Echeverria’s death comes at a time when his Institutional Revolutionary Party, or PRI – which ruled Mexico with an iron fist for seven decades, before losing power for the first time in the 2000 elections – is losing power. stripped of the little power it still had, discredited and marred by scandals and internal disputes.

“Things could have been different,” he said. “PRI had a lot of opportunities to get things right and do an accounting.”

Born on January 17, 1922, in Mexico City, Echeverria received a law degree from the National Autonomous University of Mexico in 1945.

Soon after, he began his political career with PRI. He later held positions in the navy and the Ministry of Education, rose to administrative director of PRI, and organized the presidential campaign of Adolfo Lopez Mateos, who led Mexico from 1958-64.

In 1964, under then-President Gustavo Diaz Ordaz, Echeverria was rewarded with the important position of Interior Minister, overseeing domestic security. He held that post in 1968, when the government cracked down on student pro-democracy protests, apparently worried that they would shame Mexico as the host country of that year’s Olympics. .

Echeverria left the interior office in November 1969, when he became PRI’s presidential candidate.

He won that race and was sworn in on December 1, 1970, and supported the government of Fidel Castro in Cuba and leftist Salvador Allende in Chile.

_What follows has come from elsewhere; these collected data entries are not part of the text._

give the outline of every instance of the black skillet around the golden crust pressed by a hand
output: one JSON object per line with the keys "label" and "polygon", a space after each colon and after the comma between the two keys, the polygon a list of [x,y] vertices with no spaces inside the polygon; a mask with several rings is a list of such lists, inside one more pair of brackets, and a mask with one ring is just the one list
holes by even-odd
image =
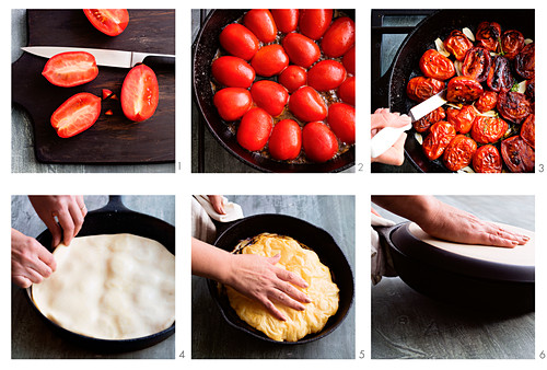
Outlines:
{"label": "black skillet around the golden crust pressed by a hand", "polygon": [[321,262],[330,268],[333,280],[340,289],[338,311],[334,316],[328,319],[323,331],[310,334],[298,342],[277,342],[242,321],[230,305],[226,296],[219,293],[217,281],[208,280],[209,291],[217,302],[222,316],[224,316],[230,325],[256,338],[275,344],[304,344],[327,336],[342,323],[353,302],[353,275],[342,251],[336,244],[333,236],[325,230],[294,217],[269,213],[246,217],[232,224],[217,238],[214,245],[224,251],[232,252],[241,240],[256,236],[263,232],[291,236],[317,253]]}

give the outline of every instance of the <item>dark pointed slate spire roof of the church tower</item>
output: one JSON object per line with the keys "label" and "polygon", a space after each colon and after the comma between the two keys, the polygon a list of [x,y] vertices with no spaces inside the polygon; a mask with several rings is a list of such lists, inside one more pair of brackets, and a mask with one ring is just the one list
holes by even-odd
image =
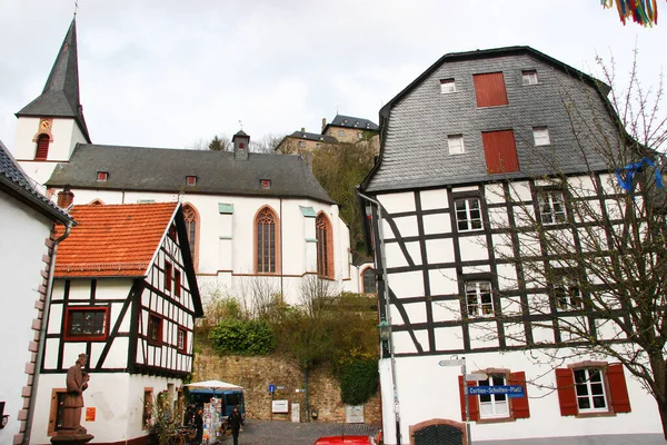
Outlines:
{"label": "dark pointed slate spire roof of the church tower", "polygon": [[17,116],[74,118],[86,140],[90,142],[79,101],[78,63],[77,23],[72,20],[42,93],[17,112]]}

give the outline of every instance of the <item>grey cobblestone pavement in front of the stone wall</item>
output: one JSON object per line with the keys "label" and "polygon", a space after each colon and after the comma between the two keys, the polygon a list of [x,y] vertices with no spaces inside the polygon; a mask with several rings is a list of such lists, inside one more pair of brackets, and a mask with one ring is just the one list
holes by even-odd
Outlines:
{"label": "grey cobblestone pavement in front of the stone wall", "polygon": [[[291,423],[248,419],[239,435],[239,445],[312,445],[318,437],[345,433],[351,436],[375,436],[379,426],[364,424],[329,424],[322,422]],[[221,442],[231,445],[231,436]]]}

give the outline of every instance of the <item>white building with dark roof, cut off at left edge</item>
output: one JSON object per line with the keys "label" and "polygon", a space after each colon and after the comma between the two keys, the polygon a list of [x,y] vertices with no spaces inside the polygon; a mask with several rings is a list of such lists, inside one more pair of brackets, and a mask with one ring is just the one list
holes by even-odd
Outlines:
{"label": "white building with dark roof, cut off at left edge", "polygon": [[[44,191],[0,141],[0,444],[21,444],[24,438],[57,246],[74,225]],[[52,236],[54,226],[62,228],[59,236]]]}

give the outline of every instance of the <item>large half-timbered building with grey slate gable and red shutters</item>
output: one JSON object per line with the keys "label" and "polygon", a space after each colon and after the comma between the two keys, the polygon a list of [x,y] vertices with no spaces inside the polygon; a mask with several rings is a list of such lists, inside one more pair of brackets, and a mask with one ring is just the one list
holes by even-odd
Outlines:
{"label": "large half-timbered building with grey slate gable and red shutters", "polygon": [[[548,245],[530,244],[522,216],[574,237],[590,227],[550,178],[581,185],[589,194],[581,199],[598,209],[615,206],[610,168],[618,166],[590,148],[619,135],[606,88],[529,47],[510,47],[446,55],[381,109],[380,160],[359,196],[385,273],[386,444],[460,444],[466,397],[474,443],[664,443],[656,402],[627,368],[609,356],[569,354],[558,319],[596,323],[577,287],[536,285],[521,263],[530,250],[547,270],[567,265],[546,259]],[[535,301],[545,309],[532,312]],[[514,385],[527,396],[465,396],[456,362],[464,358],[476,374],[468,386]]]}

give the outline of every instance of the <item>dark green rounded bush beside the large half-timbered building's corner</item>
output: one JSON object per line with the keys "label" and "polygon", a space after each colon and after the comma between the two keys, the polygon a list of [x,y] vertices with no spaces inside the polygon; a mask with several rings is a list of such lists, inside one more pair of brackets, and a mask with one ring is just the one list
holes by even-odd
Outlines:
{"label": "dark green rounded bush beside the large half-timbered building's corner", "polygon": [[340,364],[340,400],[348,405],[362,405],[378,390],[378,362],[352,358]]}

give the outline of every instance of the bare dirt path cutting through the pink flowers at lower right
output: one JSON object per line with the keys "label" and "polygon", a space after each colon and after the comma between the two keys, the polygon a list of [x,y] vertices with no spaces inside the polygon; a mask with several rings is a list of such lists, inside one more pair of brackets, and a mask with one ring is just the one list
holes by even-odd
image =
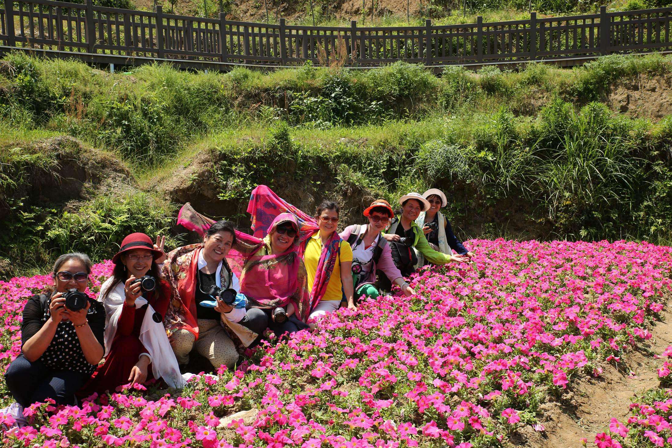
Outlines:
{"label": "bare dirt path cutting through the pink flowers at lower right", "polygon": [[581,448],[585,437],[589,447],[594,447],[595,433],[607,431],[612,417],[625,420],[628,404],[636,395],[658,386],[657,368],[662,359],[654,354],[662,353],[672,344],[672,310],[663,312],[663,322],[651,329],[653,338],[638,351],[629,353],[618,369],[613,365],[604,367],[597,379],[582,379],[562,396],[560,402],[542,406],[546,427],[537,433],[531,427],[521,431],[520,437],[512,440],[513,446],[534,448]]}

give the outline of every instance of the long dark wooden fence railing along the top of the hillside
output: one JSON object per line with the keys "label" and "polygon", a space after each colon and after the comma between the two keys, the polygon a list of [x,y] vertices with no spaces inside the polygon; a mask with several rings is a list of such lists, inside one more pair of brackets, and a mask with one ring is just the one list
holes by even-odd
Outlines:
{"label": "long dark wooden fence railing along the top of the hillside", "polygon": [[206,64],[296,65],[306,60],[427,66],[577,59],[612,52],[672,50],[672,7],[476,24],[288,26],[114,9],[52,0],[4,0],[0,52],[23,48],[93,62],[148,59]]}

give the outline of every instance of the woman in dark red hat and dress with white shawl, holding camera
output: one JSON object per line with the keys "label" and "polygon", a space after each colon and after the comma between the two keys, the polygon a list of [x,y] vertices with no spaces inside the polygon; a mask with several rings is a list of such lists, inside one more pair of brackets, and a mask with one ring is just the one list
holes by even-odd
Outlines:
{"label": "woman in dark red hat and dress with white shawl, holding camera", "polygon": [[[171,290],[161,278],[163,242],[144,233],[122,241],[114,255],[114,269],[100,288],[98,300],[106,310],[105,363],[99,365],[80,396],[114,392],[124,384],[162,378],[169,386],[183,385],[177,360],[168,341],[163,316]],[[151,367],[151,369],[150,369]]]}

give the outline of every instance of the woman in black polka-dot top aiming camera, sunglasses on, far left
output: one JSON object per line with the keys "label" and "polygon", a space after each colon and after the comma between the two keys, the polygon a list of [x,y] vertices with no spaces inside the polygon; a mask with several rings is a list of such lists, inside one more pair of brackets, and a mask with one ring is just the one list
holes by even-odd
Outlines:
{"label": "woman in black polka-dot top aiming camera, sunglasses on, far left", "polygon": [[56,259],[54,287],[26,302],[22,353],[7,368],[7,389],[20,406],[52,398],[75,404],[103,357],[105,309],[85,294],[91,260],[82,253]]}

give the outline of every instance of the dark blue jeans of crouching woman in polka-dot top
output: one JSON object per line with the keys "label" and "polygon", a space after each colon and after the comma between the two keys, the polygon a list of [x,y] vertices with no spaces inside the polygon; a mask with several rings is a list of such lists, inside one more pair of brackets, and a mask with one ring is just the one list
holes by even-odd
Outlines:
{"label": "dark blue jeans of crouching woman in polka-dot top", "polygon": [[53,398],[56,404],[75,404],[75,392],[90,375],[72,370],[52,370],[39,359],[30,362],[19,355],[5,372],[7,389],[24,408]]}

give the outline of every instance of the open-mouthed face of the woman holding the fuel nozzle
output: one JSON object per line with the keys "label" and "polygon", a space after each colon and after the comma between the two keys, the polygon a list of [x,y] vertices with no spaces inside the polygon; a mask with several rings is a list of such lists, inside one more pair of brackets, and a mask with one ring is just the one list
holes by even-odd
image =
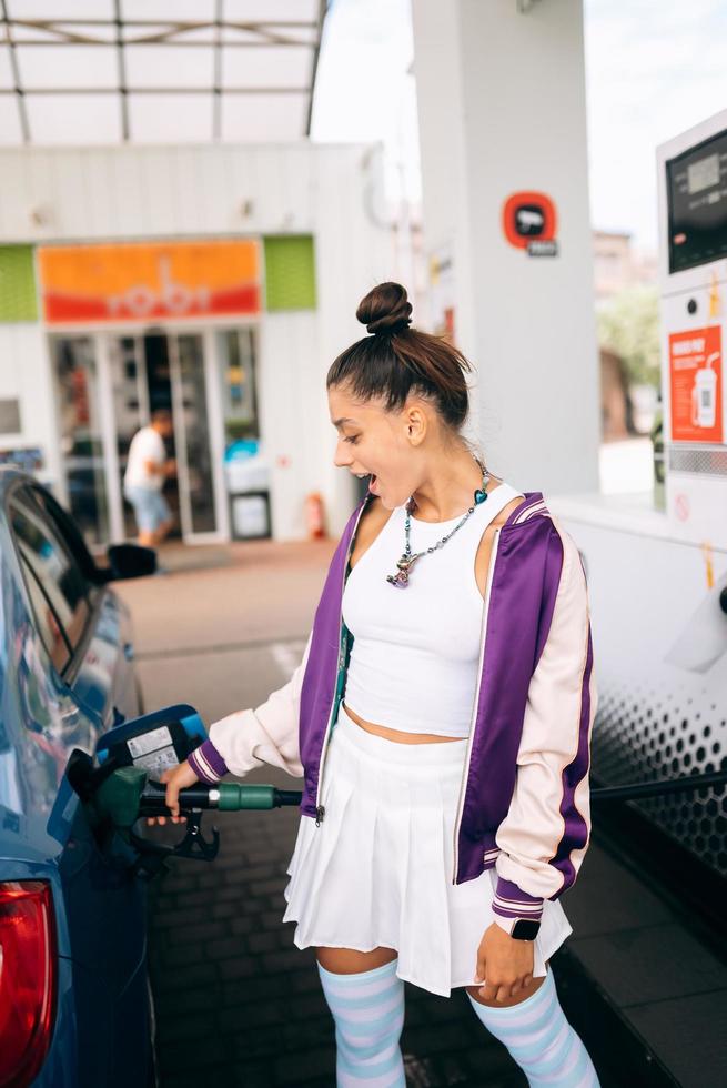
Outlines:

After Allende was assassinated in 1973 in a coup led by General Augusto Pinochet, Echeverria opened Mexico’s borders to Chileans fleeing Pinochet’s dictatorship.

Domestically, Echeverria presided over a boom in Mexico in the 1970s linked to rising oil prices and oil discoveries. He greatly expanded the number of government-owned industries, a policy his successors later had to reverse because his ambitious public spending and construction programs made Mexico is deeply in debt.

Seeking to erase its repressive image, Echeverria later pardoned many student leaders jailed during the suppression of protests in 1968, and actively sought to recruit intellectuals with the job. and government money.

Echeverria travels the world promoting herself as a leader of the third world and a friend of the leftists. But in Mexico, he has a reputation as a suppressor of dissent.

According to Carrillo, the prosecutor who tried to charge him, Echeverria “was a master of illusion, a magician of deception.”

Juan Velásquez, the defense attorney for Echeverria, said the former president died in one of his homes, but did not specify a cause.

“I told Luis that although no one – not him, not me, not his family – wanted him to go to court, in the end it was the best that could happen,” because the allegation forced was omitted, Velásquez said.

In the last years of his life, Echeverria tried to present himself as an older statesman, and a few times – when his health allowed – showed himself uncompromisingly in front of journalists. But he mostly lived a reclusive life at his large home in an upscale neighborhood of Mexico City.